Well known fact, I'm a pediatric Speech Language Pathologist and developmental milestones are a huge perseveration/ hobby of mine.  I like to know a majority of the gross motor stages, (rolling, sitting, crawling, walking) and of course the speech/language ones (totally not enough time), and fine motor (grap patterns, sensory, writing and other stuff).  When it came to these milestones I was, well, hypersensitive to these things.  Watching, observing, not pushing too soon but knowing to push a bit more as we came close to the end of "typically" developing range.  I pride myself on the fact that Elijah has hit almost all skills within age range and never too early. I didn't push potty training until 2.5 years even though he probably could have done it closer to 2. Stair climbing/both feet leaving the ground, not his strong point, but he can play on the playground fine and I don't have fears of broken bones in my future.  We're all good.  I do confess though, I did bring him in for a speech screening because I'll be damned if my child shows up at school and needed speech services!!

That comment I was hinting at? Oh you know, when I knew the independence of my 2-3 year old was more important than skills that are too advanced for them and allowed Elijah to have Velcro shoes/boots/sandals.  Here's the comment, are you ready? 

"All these kids with these Velcro shoes these days, no one ever takes the time to reach them how to tie.  Kids and parents are just so lazy now days."

It would be one thing if I over heard this in a store, but I didn't.  It was in my home, made about my son's shoes.  I kid you not, it took every ounce of strength to not turn around wave my developmental milestone knowledge in their face.  It hurt.  I did though sit on this until 7 days before my son turned 5. We have started shoe tying.  It's a hard thing to learn and teach. The number of steps, the fine motor, it's a lot for a little kid.  

To make matters worse for the poor boy, everyone is teaching him a different way.  Giving him their extra two cents on "how this will make it easier."  We only started yesterday, my goal is for him to get the shoe lace cross, under and pull tight.  STOP. That's it.  The loops need to be done on longer laces than what he has on his shoes, but he doesn't stop trying.

Tonight ended in tears out of frustration.

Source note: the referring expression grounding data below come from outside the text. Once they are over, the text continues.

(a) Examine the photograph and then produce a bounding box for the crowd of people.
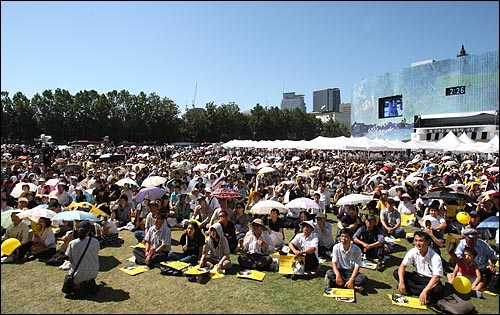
[1,142,499,302]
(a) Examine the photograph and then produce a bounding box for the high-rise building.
[312,88,341,112]
[280,92,306,112]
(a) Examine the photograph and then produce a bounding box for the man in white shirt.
[393,230,445,305]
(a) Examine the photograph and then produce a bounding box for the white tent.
[458,132,476,144]
[437,131,464,151]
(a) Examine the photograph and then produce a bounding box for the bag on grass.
[61,274,75,294]
[435,294,475,314]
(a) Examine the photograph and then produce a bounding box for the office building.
[313,88,341,112]
[280,92,306,112]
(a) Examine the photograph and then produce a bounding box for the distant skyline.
[1,1,499,113]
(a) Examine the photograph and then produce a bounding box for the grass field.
[1,214,498,314]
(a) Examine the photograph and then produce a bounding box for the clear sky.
[1,1,499,114]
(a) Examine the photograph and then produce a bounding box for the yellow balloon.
[1,238,21,256]
[453,275,472,294]
[456,212,471,225]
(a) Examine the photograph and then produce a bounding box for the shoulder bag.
[62,236,92,294]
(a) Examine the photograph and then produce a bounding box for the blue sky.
[1,1,499,114]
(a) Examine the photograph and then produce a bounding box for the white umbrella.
[291,156,300,162]
[250,200,288,215]
[255,162,271,170]
[441,156,452,161]
[141,176,167,188]
[308,166,321,172]
[286,197,321,210]
[46,178,60,187]
[1,209,22,228]
[335,194,373,206]
[446,184,466,192]
[367,174,384,184]
[10,182,38,198]
[193,164,209,172]
[388,185,406,197]
[258,166,277,174]
[16,205,56,223]
[444,160,458,167]
[116,178,139,187]
[188,176,208,191]
[461,160,475,165]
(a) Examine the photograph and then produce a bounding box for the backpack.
[434,294,475,314]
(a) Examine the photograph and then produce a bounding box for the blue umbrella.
[52,210,99,222]
[420,166,436,173]
[71,191,94,203]
[476,216,499,229]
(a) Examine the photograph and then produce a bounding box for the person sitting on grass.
[379,198,405,238]
[325,228,368,293]
[98,216,121,247]
[393,230,445,305]
[265,208,285,249]
[337,205,362,241]
[353,214,386,272]
[447,247,484,296]
[314,212,335,259]
[237,218,274,271]
[1,210,30,264]
[199,222,232,273]
[15,217,56,263]
[449,228,497,293]
[216,210,238,253]
[232,201,252,242]
[168,221,205,265]
[287,220,319,280]
[133,211,171,269]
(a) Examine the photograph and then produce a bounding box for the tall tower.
[457,45,468,57]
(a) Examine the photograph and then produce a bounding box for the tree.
[321,115,351,137]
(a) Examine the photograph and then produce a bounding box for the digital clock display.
[446,86,465,96]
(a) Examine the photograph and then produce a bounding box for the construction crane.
[192,82,197,108]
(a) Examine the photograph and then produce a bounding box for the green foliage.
[321,114,351,137]
[1,90,351,144]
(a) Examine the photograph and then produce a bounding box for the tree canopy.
[1,90,350,144]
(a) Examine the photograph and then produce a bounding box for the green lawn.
[1,215,498,314]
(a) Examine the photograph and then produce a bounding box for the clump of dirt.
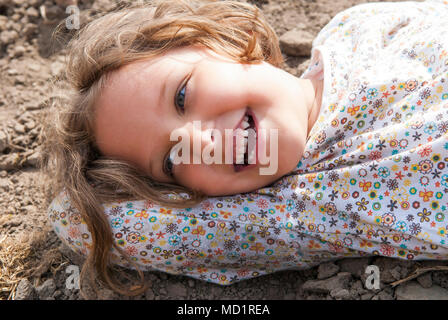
[2,0,447,301]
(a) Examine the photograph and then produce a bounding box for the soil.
[2,0,448,301]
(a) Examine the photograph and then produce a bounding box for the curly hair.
[40,0,283,298]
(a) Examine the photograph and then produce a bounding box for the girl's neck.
[304,77,324,139]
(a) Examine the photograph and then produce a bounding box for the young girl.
[42,0,448,297]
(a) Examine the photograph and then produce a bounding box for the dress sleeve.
[47,183,313,285]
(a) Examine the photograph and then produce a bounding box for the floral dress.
[48,0,448,285]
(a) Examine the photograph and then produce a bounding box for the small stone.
[0,153,19,170]
[53,290,63,299]
[50,61,65,77]
[12,45,25,58]
[302,272,352,294]
[22,23,37,38]
[417,273,433,289]
[279,28,314,57]
[317,262,340,280]
[360,292,374,300]
[26,151,40,167]
[0,170,7,178]
[10,175,19,184]
[25,7,39,19]
[0,179,9,192]
[284,292,295,300]
[6,206,15,214]
[35,279,56,300]
[28,63,40,72]
[389,266,402,281]
[12,0,26,5]
[351,280,368,295]
[432,271,448,289]
[395,281,448,300]
[330,288,351,300]
[210,285,223,298]
[21,15,30,25]
[98,288,118,300]
[42,5,64,21]
[22,205,35,214]
[9,22,21,34]
[166,282,187,298]
[14,123,25,134]
[0,16,7,32]
[11,13,21,23]
[24,120,36,131]
[159,287,167,295]
[24,102,42,111]
[29,127,39,138]
[14,279,37,300]
[145,288,155,300]
[14,75,26,85]
[0,30,19,45]
[17,112,32,124]
[267,286,283,300]
[12,135,29,146]
[371,290,394,300]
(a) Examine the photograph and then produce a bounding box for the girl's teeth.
[236,152,244,164]
[234,114,256,166]
[248,148,256,164]
[235,136,248,165]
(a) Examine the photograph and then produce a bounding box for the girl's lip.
[233,107,258,172]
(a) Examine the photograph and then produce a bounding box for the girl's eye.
[163,153,174,178]
[175,81,187,113]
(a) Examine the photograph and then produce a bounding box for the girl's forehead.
[112,47,203,76]
[110,45,237,82]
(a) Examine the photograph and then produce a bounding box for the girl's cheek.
[176,164,207,191]
[179,164,232,195]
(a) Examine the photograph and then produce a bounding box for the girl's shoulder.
[313,0,448,49]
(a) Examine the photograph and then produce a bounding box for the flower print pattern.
[48,0,448,285]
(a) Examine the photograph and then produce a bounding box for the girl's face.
[94,45,322,196]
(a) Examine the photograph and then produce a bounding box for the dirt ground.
[2,0,448,301]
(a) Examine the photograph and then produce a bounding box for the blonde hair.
[40,0,283,298]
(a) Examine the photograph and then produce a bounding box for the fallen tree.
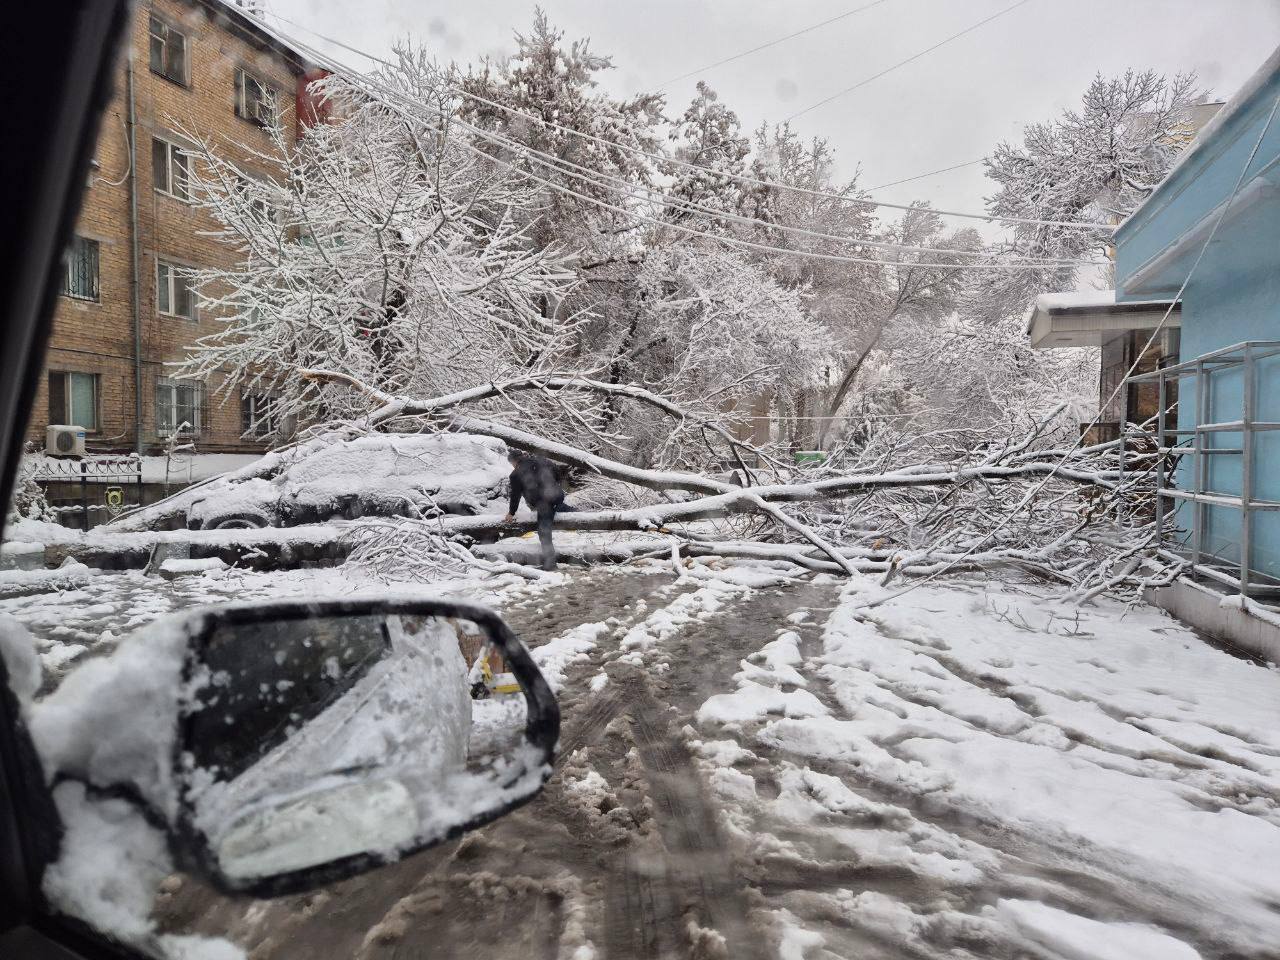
[300,368,1177,599]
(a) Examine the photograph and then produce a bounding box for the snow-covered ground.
[690,575,1280,959]
[3,553,1279,959]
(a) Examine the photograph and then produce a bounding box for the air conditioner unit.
[46,425,87,457]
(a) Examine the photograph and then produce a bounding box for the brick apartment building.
[29,0,315,457]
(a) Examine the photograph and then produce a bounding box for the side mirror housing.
[29,598,559,898]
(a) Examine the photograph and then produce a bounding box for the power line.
[866,158,985,191]
[270,28,1099,273]
[260,10,1113,234]
[656,0,895,90]
[432,99,1097,266]
[783,0,1036,122]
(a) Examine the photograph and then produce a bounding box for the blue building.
[1115,45,1280,606]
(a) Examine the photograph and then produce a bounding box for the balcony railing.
[1124,340,1280,603]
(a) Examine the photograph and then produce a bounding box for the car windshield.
[4,3,1280,959]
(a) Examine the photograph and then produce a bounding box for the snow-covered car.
[115,433,512,531]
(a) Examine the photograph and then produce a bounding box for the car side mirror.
[165,598,559,897]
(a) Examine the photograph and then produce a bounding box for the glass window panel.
[175,384,197,431]
[157,262,171,314]
[168,31,186,83]
[156,384,174,434]
[173,149,189,200]
[60,236,98,300]
[69,373,97,431]
[48,372,67,424]
[149,18,165,74]
[175,270,196,319]
[153,138,169,193]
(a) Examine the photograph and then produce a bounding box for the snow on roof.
[1024,290,1178,338]
[1033,290,1118,312]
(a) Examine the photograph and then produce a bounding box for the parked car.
[112,432,512,531]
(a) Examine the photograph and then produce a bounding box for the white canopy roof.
[1025,290,1179,349]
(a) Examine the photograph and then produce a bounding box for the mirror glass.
[177,611,549,889]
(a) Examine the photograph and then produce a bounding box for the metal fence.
[32,455,143,531]
[1126,340,1280,603]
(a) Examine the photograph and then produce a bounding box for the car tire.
[202,513,269,530]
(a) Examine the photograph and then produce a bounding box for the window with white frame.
[48,371,99,431]
[152,137,190,201]
[156,379,203,436]
[240,392,280,440]
[156,259,198,320]
[60,235,99,301]
[148,15,188,85]
[235,69,277,127]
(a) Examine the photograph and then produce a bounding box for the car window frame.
[0,1,134,957]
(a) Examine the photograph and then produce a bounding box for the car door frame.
[0,1,134,957]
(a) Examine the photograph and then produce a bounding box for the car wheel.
[203,513,269,530]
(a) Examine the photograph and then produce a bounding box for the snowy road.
[8,561,1280,959]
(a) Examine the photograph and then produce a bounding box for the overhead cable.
[783,0,1035,122]
[260,10,1113,234]
[655,0,895,90]
[275,33,1101,273]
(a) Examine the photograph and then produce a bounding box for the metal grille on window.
[156,381,175,435]
[241,394,278,439]
[157,380,202,436]
[61,236,99,301]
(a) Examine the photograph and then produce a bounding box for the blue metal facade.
[1115,48,1280,581]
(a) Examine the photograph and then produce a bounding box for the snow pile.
[618,575,754,665]
[530,620,610,691]
[158,557,228,579]
[0,558,96,598]
[997,899,1202,960]
[697,628,827,729]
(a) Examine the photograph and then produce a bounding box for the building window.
[156,379,203,436]
[148,16,188,86]
[241,392,280,440]
[235,69,277,127]
[152,138,190,201]
[60,236,99,301]
[156,259,198,319]
[235,175,283,226]
[48,371,99,431]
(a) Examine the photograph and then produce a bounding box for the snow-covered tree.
[662,82,750,228]
[175,50,580,429]
[456,8,664,257]
[815,205,983,448]
[978,69,1202,317]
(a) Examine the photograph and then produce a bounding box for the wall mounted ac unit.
[46,425,87,457]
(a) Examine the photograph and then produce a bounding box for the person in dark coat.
[504,451,569,570]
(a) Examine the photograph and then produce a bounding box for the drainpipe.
[126,49,144,454]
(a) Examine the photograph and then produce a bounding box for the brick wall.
[28,0,305,455]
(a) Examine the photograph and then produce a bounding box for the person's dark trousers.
[536,505,558,570]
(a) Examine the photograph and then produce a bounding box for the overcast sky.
[265,0,1280,225]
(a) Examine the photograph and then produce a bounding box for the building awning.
[1025,290,1180,349]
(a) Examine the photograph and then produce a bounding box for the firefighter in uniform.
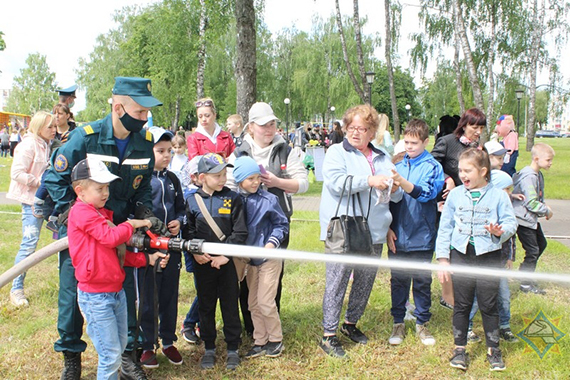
[45,77,164,380]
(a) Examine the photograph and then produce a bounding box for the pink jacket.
[7,133,50,205]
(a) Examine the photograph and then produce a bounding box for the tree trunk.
[352,0,367,95]
[334,0,366,102]
[526,0,545,151]
[453,25,465,115]
[196,0,207,99]
[385,0,401,141]
[172,95,181,129]
[453,0,484,112]
[235,0,257,121]
[485,6,497,142]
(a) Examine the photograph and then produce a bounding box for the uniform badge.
[223,199,232,208]
[133,175,143,189]
[54,154,68,172]
[218,208,231,215]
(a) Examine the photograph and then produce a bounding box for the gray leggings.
[322,244,381,335]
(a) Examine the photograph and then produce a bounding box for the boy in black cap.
[182,153,248,370]
[67,157,166,380]
[45,76,164,380]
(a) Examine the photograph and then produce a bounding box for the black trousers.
[193,256,241,351]
[239,233,288,336]
[517,223,547,286]
[451,245,501,348]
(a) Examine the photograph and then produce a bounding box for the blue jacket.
[319,140,403,244]
[390,150,444,252]
[151,169,185,233]
[241,188,289,265]
[435,183,517,259]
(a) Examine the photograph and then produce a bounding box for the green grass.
[1,208,570,379]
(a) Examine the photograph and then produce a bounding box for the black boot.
[60,351,81,380]
[119,351,147,380]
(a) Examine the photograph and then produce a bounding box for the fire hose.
[2,230,570,290]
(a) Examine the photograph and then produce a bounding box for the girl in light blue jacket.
[436,148,516,372]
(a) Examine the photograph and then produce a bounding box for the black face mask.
[119,105,146,133]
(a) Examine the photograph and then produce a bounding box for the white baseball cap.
[247,102,279,126]
[71,157,121,184]
[484,141,508,156]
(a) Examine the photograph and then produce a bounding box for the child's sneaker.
[245,345,266,359]
[10,289,29,307]
[450,347,467,370]
[500,328,519,343]
[416,323,436,345]
[265,341,283,358]
[226,350,240,370]
[487,347,506,371]
[46,216,60,233]
[140,350,159,369]
[32,198,44,218]
[388,323,405,345]
[162,346,183,365]
[467,330,481,344]
[319,336,347,358]
[340,323,368,344]
[200,349,215,370]
[439,297,453,310]
[181,325,200,344]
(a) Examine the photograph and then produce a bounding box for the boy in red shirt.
[67,157,167,379]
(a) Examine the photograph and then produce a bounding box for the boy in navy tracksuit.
[387,119,445,346]
[183,153,248,370]
[139,127,186,368]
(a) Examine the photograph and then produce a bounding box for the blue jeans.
[78,289,128,380]
[469,276,511,330]
[12,204,44,292]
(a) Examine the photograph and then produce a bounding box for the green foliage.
[4,53,58,115]
[0,31,6,51]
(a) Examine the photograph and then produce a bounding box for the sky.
[0,0,566,113]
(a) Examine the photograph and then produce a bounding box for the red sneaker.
[140,350,159,369]
[162,346,183,365]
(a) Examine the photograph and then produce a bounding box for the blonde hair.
[28,111,53,137]
[375,113,389,145]
[227,114,243,128]
[459,148,491,182]
[172,134,186,147]
[196,97,216,114]
[531,143,555,158]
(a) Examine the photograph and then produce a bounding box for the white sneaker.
[416,323,436,345]
[10,289,29,307]
[389,323,406,345]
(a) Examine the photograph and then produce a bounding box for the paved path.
[2,192,568,247]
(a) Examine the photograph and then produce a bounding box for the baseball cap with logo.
[71,157,121,184]
[148,126,174,144]
[112,77,163,108]
[198,153,233,174]
[247,102,279,126]
[484,140,508,156]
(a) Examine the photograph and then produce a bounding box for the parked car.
[535,130,560,138]
[559,131,570,138]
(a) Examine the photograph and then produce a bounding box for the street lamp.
[284,98,291,142]
[330,106,335,128]
[515,89,524,135]
[405,104,411,122]
[365,71,375,105]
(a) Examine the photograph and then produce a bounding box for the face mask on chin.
[67,101,75,109]
[119,105,146,133]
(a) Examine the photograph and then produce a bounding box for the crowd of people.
[4,76,556,378]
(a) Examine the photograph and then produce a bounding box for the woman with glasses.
[318,104,403,358]
[187,97,235,159]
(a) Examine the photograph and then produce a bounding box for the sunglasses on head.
[195,100,214,108]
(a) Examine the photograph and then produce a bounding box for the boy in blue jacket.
[233,156,289,359]
[139,127,186,369]
[388,119,445,346]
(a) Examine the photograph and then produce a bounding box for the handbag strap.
[194,193,226,242]
[353,189,372,219]
[333,175,353,217]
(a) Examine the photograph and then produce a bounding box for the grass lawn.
[1,207,570,379]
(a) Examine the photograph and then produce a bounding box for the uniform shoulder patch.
[145,130,153,142]
[54,154,68,172]
[83,125,94,135]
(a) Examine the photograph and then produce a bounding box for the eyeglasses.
[346,126,369,133]
[195,100,214,108]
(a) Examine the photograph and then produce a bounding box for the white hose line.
[199,241,570,285]
[0,237,68,289]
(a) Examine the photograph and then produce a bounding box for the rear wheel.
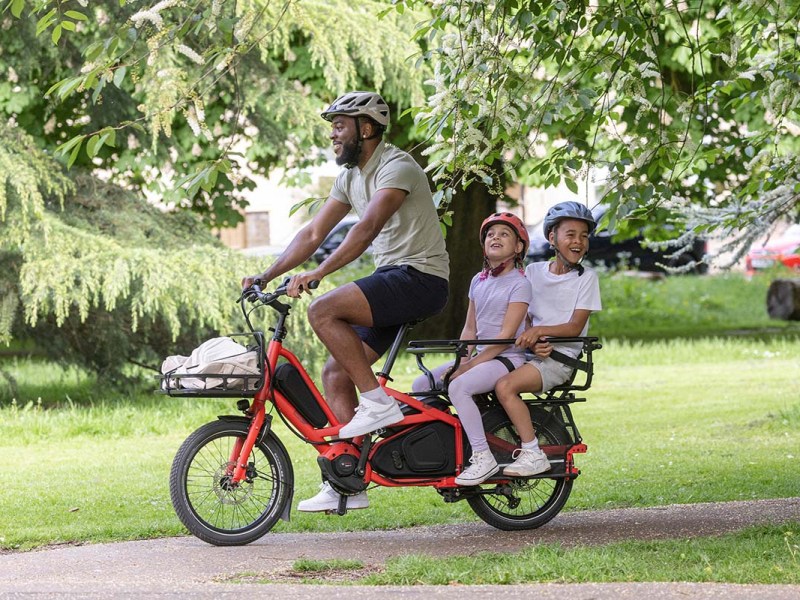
[467,406,573,531]
[169,419,293,546]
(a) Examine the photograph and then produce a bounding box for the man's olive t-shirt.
[330,141,450,280]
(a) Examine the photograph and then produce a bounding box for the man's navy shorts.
[353,265,448,356]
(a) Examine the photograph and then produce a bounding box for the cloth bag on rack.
[161,336,259,390]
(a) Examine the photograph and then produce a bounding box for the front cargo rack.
[156,332,265,398]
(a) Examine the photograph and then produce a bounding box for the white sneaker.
[455,449,499,486]
[338,397,404,438]
[296,482,369,512]
[503,446,551,477]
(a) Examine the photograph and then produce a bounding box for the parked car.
[526,205,708,273]
[745,224,800,274]
[312,216,368,264]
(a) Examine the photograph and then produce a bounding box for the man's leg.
[307,282,403,437]
[307,282,382,394]
[321,345,380,424]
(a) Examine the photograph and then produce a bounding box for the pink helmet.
[480,212,530,256]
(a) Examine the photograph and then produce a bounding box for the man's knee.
[307,296,330,330]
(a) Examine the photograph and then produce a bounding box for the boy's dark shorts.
[353,265,449,356]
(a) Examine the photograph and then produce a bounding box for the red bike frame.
[227,321,584,489]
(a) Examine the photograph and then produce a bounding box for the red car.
[746,224,800,274]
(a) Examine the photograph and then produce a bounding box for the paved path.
[1,498,798,599]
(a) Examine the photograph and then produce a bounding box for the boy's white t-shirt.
[525,261,602,357]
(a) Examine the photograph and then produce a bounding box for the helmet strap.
[551,233,586,276]
[480,258,511,280]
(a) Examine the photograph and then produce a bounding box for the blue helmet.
[543,202,597,238]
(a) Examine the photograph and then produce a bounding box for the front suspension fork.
[227,409,268,484]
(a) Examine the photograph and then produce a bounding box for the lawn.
[1,271,799,585]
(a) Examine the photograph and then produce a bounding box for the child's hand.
[532,339,553,358]
[446,359,471,381]
[516,326,544,349]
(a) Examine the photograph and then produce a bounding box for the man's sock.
[360,386,393,406]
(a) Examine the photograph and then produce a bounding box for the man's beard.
[335,138,360,166]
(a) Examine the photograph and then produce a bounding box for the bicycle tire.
[466,405,573,531]
[169,419,293,546]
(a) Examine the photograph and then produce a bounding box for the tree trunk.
[410,180,496,341]
[767,279,800,321]
[392,123,499,341]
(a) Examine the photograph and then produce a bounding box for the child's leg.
[411,361,454,393]
[494,364,544,444]
[448,361,514,452]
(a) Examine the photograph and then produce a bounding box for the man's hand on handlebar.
[241,273,268,291]
[286,271,323,298]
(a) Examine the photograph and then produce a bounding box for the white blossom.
[176,44,204,65]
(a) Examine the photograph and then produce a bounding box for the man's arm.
[317,187,406,276]
[287,187,407,295]
[242,198,351,289]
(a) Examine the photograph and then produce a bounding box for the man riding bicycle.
[242,91,450,512]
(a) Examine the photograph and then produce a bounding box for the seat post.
[375,322,414,382]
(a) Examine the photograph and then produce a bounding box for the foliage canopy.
[3,0,427,227]
[407,0,800,265]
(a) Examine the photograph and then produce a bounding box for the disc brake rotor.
[212,461,255,505]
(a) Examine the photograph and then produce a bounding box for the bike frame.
[226,288,584,489]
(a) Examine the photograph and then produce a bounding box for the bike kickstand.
[336,493,348,516]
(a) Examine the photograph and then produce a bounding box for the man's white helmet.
[321,91,390,127]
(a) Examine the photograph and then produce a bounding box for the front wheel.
[467,406,574,531]
[169,418,293,546]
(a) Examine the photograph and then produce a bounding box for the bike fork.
[227,410,268,483]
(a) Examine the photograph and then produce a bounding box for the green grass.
[1,271,799,586]
[362,524,800,585]
[593,270,799,339]
[1,335,798,553]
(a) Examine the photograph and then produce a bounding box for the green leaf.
[85,42,104,62]
[10,0,24,18]
[35,9,56,35]
[56,134,87,156]
[51,24,62,44]
[65,10,88,21]
[67,140,83,168]
[101,128,116,148]
[61,20,76,32]
[113,66,126,88]
[91,76,106,104]
[57,76,84,99]
[86,134,101,158]
[565,178,578,194]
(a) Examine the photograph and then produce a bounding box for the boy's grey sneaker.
[503,446,551,477]
[297,481,369,512]
[455,449,499,486]
[338,397,404,438]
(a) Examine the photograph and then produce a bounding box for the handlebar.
[240,277,320,305]
[238,277,320,334]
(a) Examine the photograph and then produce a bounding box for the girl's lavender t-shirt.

But he is so motivated. Probably because he can't wear his superman shoes to school, until he can tie them myself. We will keep trying, we will get this and he can wear those shoes on the first day of kindergarten.

Thursday, June 12, 2014

How do you think I would share huge news?

It is not a secret when I was 24 I created a 7 year plan for my life it included getting married, having a baby buying, selling and buying a house and having a second child.  In my 7 year plan I wanted my second child born the summer of 2014.  Well guess what, life got in the way of my plan.  Seeing as I'm not pregnant I don't think I will be having a baby this summer.  However, this is the problem everyone is way to hypersensitive to the thought of me telling the world I'm pregnant.  Like if I happen to mention that I'm not feeling well today that was not code for please ask me if I'm pregnant, that will make me feel 100 times better.  Also I will talk about our future with a second child openly around my first child, but that is not the announcement of a baby in our life.  Don't worry we will tell everyone in a great way, and our family will know in a very clear way no questions should be asked.  Don't worry we won't wait for the last 5 minutes of our 7 hour day to drop a small clue that we might have a baby... No no it will be something like we are pregnate and the baby will be here_______.  See no questions, clear as day.  I'll let the rest of the world know about 4 weeks after that.  Deal?  

Oh wait you don't have a choice.    

Guess who's back..

In the words of Slim Shaddy, guess who's back, back again. Kelly's back again.... Okay school is done, I survived.  Garage sale is done, I survived that too. Summer school has started and I'm moving into a summer frame of mind.  Let's hope that mind includes some rocktastic blogs.